3-d trench electrode detectors
Abstract
A three-dimensional (3D) Trench detector and a method for fabricating the detector are disclosed. The 3D-Trench detector includes a bulk of semiconductor material that has first and second surfaces separated from each other by a bulk thickness, a first electrode in the form of a 3D-Trench, and a second electrode in the form of a 3D column. The first and second electrodes extend into the bulk along the bulk thickness. The first and second electrodes are separated from each other by a predetermined electrode distance, and the first electrode completely surrounds the second electrode along essentially the entire distance that the two electrodes extend into the bulk such that the two electrodes are substantially concentric to each other. The fabrication method includes doping a first narrow and deep region around the periphery of the bulk to form the first electrode, and doping a second narrow and deep region in the center of the bulk to form the second electrode.
Claims
exact text as granted — not AI-modified1 . A radiation detector, comprising:
a semiconductor material having a bulk thickness and defining thereon a first surface opposite to a second surface, the second surface being separated from the first surface by said bulk thickness; a first electrode defining a three-dimensional (3D) trench and extending into the bulk from one or both of the first and second surfaces along the bulk thickness; and a second electrode defining a 3D column, the second electrode also extending into the bulk from one or both of the first and second surfaces along the bulk thickness, wherein the first electrode surrounds the second electrode such that the first and second electrodes are substantially parallel and concentric to each other, and wherein the first and second electrodes are separated from each other by a predetermined distance determined by a region of the semiconductor bulk contained between the first and second electrodes.

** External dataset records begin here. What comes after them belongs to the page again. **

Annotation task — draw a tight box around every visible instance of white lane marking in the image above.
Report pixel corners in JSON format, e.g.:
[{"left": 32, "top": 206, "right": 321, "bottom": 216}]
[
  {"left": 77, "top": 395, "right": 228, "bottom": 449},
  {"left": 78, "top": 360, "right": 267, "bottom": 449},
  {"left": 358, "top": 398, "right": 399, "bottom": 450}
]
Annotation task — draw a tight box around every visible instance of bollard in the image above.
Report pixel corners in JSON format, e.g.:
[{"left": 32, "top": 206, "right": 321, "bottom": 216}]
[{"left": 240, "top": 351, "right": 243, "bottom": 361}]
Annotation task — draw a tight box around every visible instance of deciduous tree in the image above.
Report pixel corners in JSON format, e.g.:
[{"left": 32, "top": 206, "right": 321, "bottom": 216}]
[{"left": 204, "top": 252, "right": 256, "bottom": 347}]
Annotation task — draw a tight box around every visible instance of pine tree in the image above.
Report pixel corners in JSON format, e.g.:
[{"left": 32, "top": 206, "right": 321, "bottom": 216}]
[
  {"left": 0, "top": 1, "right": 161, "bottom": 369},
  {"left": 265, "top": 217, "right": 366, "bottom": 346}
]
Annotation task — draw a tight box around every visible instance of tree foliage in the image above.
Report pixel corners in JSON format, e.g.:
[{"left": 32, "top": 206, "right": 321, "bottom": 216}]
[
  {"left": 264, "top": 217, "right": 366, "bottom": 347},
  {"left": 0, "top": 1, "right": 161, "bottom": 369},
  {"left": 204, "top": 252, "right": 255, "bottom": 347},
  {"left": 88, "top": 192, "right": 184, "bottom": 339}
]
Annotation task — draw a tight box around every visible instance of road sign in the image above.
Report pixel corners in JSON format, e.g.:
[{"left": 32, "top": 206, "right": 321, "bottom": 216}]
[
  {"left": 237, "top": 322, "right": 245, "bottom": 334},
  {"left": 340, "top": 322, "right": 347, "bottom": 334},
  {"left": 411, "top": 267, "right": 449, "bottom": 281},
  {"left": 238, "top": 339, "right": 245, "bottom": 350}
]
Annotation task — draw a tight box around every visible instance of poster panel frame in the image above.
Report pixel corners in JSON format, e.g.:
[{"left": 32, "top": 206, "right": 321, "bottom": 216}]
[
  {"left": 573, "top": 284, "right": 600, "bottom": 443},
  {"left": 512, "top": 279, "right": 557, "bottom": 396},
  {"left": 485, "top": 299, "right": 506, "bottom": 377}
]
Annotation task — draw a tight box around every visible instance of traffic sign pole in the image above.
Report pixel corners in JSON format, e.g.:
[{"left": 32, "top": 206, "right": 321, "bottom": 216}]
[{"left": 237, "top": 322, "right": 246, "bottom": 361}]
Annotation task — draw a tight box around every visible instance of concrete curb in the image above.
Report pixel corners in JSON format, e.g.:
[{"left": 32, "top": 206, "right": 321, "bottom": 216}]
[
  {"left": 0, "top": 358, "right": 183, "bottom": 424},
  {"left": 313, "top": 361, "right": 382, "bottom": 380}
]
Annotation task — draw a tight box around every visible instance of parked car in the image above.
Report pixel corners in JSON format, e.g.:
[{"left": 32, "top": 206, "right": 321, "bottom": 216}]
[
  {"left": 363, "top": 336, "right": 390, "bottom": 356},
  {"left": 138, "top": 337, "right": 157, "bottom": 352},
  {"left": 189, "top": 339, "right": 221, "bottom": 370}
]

2 . The radiation detector according to claim 1 , wherein both the first electrode and the second electrode extend into the bulk of the semiconductor from the same surface of said one of the first and second surfaces.
3 . The radiation detector according to claim 1 , wherein the first electrode and the second electrode extend into the bulk of the semiconductor from a different surface of said one of the first and second surfaces.
4 . The radiation detector according to claim 1 , wherein the first and second electrode extend into the bulk of the semiconductor so as to reach a depth equal to or less than 95% of the bulk thickness.
5 . The radiation detector according to claim 1 , wherein the first and second electrode fully extend 100% through the bulk thickness from one of the first and second surfaces to the other of the first and second surfaces.
6 . The radiation detector according to claim 1 , wherein the first electrode includes a first conductivity type dopant, the second electrode includes a second conductivity type dopant different from the first conductivity type dopant, and wherein the bulk of the semiconductor is doped with one of the first and second conductivity type dopant.
7 . The radiation detector according to claim 1 , wherein the first electrode defines a rectangular strip trench and the second electrode defines a rectangular strip column arranged in the center of the rectangular strip trench.
8 . The radiation detector according to claim 1 , wherein the first electrode defines a trench of a polygonal or circular cross-section and the second electrode defines a column of a polygonal or circular cross-section.
9 . The radiation detector according to claim 8 , wherein the first electrode defines the trench having a hexagonal cross-section and the second electrode defines the column having a hexagonal or circular cross-section.
10 . The radiation detector according to claim 8 , wherein the first electrode defining a trench of a polygonal cross-section has a gap in each side of the polygonal cross section.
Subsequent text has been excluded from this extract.